Centocinquantasettesimo. A 5 ore, 27 minuti e 6 secondi dal primo, Ryder Hesjedal. Che a 38,342 di media fa – più o meno – 210 chilometri di distanza. Come dire che, quando Hesjedal conclude il suo Giro d’Italia sotto il Duomo di Milano, lui sta affrontando il Tonale e gli mancano ancora l’Aprica, il Mortirolo, lo Stelvio e la crono. Non poco, anche se si tratta pur sempre di dettagli, statistiche, numeri.

 

Miguel Minguez Ayala è la maglia nera del Giro. Ultimo. Ultimissimo. Oppure primo, a cominciare dal basso. In fondo, anche questo può apparire solo un punto di vista, sportivo e soprattutto filosofico, o forse spirituale. E se dopo 3514,1 chilometri Hesjedal riesce a staccarsi dal secondo, Joaquin Rodriguez, di 16 miseri secondi, Minguez allontana il penultimo, il suo compagno di squadra nell’Euskaltel, Adrian Saez de Arregui, di 8 minuti e 53 secondi. Una distanza di tutta sicurezza. Anche se lui spiega che dalla Danimarca sono partiti in 198, quindi, a voler essere fiscali, ne avrebbe 41, seppure invisibili, dietro di sé.

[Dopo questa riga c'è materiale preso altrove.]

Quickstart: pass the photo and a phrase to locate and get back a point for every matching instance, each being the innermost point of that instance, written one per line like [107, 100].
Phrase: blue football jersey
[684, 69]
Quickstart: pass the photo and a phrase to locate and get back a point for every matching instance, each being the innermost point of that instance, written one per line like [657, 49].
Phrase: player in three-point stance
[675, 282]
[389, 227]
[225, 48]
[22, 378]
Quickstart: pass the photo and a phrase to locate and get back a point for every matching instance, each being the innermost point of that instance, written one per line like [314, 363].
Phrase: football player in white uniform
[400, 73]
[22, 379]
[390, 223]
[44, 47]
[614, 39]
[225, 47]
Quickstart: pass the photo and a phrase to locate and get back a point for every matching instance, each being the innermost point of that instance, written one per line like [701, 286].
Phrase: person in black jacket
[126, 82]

Minguez ha 23 anni, è nato a Bilbao, ma è cresciuto a Villambistia, un villaggio fra Belorado e Villagrana de Oca, lungo il Cammino di Santiago di Compostela, una quarantina di chilometri a est di Burgos, una cinquantina di abitanti, la fontana dei pellegrini, la Chiesa di San Rocco, un tratto di strada romana. Lì si passa, lì si beve, lì si sospira, e da lì si prosegue.

Ha proseguito anche Miguel. Da lì è andato ad abitare a Burgos. Papà, mamma e sorella: nessuno che si sia dedicato allo sport. Lo ha fatto lui con il ciclismo, una passione nata proprio sul Cammino: dove ha imparato a pedalare su una mountain bike, inseguendo, superando, anticipando i pellegrini. Molto di quel pedalare e di quel pellegrinare gli è rimasto dentro.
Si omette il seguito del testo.